How it works
A duty isn’t value × one rate — it’s a stack of measures, each with its own
effective dates and exclusions. StackTariff reads those measures from live government feeds and
applies them in order, so the number reflects what you’d actually owe today.
The four steps
- Classify the product. Find the 10-digit HTS code — search the schedule directly, or describe the product and let the AI classifier suggest one with a confidence score.
- Set origin and value. Enter the country of origin and the customs value. Origin decides which Section 301 / reciprocal / preferential measures apply.

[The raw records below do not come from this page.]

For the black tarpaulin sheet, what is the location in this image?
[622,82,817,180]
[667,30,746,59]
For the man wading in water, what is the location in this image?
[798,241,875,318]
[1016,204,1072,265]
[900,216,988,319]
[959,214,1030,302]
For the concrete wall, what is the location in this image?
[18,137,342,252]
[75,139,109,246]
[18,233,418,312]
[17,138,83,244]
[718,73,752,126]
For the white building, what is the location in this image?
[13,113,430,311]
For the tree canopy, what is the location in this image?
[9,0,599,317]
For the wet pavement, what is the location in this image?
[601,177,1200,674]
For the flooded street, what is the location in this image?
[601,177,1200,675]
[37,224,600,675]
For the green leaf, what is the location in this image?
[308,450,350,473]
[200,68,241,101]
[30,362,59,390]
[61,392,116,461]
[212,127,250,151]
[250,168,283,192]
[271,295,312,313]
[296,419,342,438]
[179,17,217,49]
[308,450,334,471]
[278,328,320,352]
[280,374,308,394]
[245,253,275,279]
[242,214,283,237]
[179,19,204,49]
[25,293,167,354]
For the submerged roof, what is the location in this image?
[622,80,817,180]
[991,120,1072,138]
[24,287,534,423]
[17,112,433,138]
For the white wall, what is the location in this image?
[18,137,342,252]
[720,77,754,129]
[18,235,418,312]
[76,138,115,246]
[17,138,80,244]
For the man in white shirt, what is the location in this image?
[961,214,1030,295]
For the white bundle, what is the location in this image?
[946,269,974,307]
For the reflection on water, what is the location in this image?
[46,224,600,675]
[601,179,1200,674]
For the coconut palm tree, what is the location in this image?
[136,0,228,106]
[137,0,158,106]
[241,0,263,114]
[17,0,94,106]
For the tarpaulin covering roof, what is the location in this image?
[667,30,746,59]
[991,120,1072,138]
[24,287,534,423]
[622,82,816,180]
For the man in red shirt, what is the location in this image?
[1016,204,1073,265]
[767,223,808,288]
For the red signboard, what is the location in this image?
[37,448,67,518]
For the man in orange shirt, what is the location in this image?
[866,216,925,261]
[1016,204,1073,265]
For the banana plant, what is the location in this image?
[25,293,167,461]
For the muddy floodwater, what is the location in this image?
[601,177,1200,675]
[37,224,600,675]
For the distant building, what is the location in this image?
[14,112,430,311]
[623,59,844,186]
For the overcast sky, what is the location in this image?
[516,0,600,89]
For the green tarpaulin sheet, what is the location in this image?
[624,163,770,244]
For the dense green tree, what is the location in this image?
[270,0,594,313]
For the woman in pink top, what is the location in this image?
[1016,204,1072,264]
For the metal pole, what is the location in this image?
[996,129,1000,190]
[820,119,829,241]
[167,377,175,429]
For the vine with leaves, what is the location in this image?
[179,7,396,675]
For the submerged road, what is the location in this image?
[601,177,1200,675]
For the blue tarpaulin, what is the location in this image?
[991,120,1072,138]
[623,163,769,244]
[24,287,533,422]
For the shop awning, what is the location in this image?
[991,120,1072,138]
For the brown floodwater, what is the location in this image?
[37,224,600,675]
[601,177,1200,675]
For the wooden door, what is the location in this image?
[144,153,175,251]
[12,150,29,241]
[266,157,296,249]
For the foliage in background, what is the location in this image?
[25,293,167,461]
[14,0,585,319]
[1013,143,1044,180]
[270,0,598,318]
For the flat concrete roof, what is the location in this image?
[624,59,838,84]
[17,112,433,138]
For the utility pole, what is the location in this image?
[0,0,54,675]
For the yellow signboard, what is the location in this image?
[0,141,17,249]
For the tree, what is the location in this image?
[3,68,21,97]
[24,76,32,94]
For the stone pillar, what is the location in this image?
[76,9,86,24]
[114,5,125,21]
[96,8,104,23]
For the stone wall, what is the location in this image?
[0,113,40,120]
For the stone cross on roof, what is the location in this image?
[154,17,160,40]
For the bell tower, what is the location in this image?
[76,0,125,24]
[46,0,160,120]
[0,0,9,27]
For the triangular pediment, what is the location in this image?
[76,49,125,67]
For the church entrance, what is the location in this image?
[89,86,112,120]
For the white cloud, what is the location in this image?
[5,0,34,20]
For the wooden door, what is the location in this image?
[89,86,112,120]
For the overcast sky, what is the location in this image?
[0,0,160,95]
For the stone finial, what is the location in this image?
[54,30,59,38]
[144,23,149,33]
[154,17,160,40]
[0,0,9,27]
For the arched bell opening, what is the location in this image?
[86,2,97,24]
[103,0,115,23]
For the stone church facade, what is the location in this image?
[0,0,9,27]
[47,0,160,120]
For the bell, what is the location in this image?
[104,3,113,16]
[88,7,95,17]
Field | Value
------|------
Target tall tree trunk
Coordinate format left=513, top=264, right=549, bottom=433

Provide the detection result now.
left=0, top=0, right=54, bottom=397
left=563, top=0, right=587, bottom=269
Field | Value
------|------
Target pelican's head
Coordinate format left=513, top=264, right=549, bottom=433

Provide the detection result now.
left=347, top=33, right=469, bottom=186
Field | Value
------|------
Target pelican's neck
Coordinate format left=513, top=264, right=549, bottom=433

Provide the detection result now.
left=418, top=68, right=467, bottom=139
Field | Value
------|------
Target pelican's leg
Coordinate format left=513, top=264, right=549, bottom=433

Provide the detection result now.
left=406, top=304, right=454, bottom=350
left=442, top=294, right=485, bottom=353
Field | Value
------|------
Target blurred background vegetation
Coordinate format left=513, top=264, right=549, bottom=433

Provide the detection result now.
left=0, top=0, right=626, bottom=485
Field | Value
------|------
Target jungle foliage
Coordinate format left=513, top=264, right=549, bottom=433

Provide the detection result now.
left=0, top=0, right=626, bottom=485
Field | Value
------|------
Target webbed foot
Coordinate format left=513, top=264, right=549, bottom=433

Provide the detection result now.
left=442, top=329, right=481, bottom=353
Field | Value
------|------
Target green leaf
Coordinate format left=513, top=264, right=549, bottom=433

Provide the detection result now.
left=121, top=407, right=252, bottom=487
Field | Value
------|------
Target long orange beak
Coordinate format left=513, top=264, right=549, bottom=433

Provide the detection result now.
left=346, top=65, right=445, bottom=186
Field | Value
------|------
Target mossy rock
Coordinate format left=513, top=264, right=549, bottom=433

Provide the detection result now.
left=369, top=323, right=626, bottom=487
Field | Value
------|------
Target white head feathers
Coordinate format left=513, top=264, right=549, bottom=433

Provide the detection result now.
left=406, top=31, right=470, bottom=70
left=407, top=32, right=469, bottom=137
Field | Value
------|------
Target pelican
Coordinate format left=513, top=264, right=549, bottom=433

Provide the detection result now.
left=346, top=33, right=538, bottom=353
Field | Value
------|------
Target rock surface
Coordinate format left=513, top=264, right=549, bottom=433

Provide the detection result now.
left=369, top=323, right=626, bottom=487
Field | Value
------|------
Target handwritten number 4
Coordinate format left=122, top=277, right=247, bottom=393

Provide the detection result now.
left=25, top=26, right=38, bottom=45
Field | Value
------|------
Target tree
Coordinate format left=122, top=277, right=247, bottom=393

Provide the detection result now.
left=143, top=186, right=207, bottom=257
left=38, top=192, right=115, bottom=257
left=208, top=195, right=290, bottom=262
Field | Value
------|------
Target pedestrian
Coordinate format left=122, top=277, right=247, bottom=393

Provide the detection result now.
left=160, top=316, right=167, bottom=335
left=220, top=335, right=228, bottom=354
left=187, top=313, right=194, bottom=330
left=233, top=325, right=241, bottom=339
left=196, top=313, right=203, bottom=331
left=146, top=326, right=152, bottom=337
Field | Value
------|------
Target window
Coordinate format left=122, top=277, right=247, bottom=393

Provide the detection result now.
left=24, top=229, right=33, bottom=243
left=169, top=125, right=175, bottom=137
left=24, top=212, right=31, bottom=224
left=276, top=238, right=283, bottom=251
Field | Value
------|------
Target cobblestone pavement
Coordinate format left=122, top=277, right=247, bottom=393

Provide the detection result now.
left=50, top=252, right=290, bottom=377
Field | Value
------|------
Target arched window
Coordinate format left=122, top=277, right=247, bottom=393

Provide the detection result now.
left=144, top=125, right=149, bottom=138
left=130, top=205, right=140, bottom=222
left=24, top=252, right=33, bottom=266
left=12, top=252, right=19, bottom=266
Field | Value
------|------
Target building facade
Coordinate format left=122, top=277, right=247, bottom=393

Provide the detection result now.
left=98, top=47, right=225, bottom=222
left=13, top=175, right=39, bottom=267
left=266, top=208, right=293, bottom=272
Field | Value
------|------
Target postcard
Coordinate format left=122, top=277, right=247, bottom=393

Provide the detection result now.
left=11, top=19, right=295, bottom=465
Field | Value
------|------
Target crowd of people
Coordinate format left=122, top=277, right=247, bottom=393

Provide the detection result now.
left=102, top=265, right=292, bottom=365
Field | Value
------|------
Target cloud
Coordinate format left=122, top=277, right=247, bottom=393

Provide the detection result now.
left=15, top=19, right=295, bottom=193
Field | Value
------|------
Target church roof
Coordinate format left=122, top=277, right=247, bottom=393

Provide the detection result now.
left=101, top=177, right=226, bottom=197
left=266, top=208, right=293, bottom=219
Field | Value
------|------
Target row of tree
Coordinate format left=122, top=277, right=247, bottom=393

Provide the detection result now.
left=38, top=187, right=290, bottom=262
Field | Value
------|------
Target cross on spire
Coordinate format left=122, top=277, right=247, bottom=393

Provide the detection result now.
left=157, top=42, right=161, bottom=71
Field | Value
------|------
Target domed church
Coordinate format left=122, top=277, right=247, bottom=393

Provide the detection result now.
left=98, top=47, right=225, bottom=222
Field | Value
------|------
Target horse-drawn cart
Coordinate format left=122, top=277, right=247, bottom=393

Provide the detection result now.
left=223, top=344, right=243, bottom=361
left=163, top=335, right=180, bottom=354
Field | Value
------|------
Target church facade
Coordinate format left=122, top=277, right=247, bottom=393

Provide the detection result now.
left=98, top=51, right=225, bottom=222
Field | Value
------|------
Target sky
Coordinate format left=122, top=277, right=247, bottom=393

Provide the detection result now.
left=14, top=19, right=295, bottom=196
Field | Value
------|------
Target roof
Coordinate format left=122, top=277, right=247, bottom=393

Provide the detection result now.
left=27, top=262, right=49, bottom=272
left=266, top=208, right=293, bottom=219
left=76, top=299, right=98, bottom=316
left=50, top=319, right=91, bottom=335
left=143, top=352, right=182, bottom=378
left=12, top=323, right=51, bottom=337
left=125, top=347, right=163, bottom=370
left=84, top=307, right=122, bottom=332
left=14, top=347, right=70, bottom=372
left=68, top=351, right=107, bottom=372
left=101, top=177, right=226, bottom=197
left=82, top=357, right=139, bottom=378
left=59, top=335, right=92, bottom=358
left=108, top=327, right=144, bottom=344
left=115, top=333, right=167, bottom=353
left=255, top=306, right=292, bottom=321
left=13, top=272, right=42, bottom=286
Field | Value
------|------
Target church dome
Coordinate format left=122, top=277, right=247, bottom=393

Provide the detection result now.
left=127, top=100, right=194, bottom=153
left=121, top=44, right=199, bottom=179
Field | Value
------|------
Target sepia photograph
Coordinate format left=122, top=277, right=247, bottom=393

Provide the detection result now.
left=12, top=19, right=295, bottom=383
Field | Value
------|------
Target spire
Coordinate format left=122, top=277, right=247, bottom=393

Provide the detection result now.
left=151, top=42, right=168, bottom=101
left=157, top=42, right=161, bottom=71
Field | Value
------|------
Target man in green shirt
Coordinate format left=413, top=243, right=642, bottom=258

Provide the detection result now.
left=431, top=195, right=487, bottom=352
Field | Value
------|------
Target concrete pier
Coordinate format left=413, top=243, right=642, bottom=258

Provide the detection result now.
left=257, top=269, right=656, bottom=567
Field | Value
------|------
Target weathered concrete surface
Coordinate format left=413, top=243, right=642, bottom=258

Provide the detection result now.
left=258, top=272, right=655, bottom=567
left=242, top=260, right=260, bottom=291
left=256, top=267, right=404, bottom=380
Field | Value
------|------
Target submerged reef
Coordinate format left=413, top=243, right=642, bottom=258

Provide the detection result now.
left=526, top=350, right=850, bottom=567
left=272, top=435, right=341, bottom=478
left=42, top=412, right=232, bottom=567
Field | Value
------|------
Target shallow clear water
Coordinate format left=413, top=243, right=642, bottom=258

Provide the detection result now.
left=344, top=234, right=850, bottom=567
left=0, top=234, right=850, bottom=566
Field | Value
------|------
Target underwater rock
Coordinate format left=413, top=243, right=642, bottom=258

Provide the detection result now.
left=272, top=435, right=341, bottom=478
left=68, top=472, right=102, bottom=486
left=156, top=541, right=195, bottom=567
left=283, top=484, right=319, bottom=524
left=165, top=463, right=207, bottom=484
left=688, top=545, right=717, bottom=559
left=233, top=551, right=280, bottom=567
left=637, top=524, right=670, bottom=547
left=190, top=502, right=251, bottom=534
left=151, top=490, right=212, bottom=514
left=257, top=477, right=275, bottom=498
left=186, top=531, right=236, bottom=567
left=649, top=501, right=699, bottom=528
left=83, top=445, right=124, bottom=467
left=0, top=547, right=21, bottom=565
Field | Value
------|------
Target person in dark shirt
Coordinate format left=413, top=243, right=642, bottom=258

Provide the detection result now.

- Read the stacked duty. The engine layers every applicable measure — MFN, Section 301, Section 232, IEEPA, reciprocal, AD/CVD, plus MPF/HMF — using each measure’s effective date.
- Get the landed cost. Add freight and insurance to see your true landed cost, and hand the entry to a licensed customs broker when you’re ready to clear it.
Why the rate is always current
Rates change weekly. A background service tracks USITC (the HTS codebook), CBP CSMS, and the Federal Register, and pushes changes to the calculator without a redeploy. Every result is stamped with the date it’s current as of.
What we don’t do
StackTariff is informational. We don’t file entries or act as your agent before CBP — that’s a licensed customs broker’s role, and we’ll route you to one.
Informational only — not customs advice. Classification and valuation decisions are the importer’s responsibility under 19 USC §1484. For binding rulings, file CBP Form 19; for declarations, consult a licensed customs broker.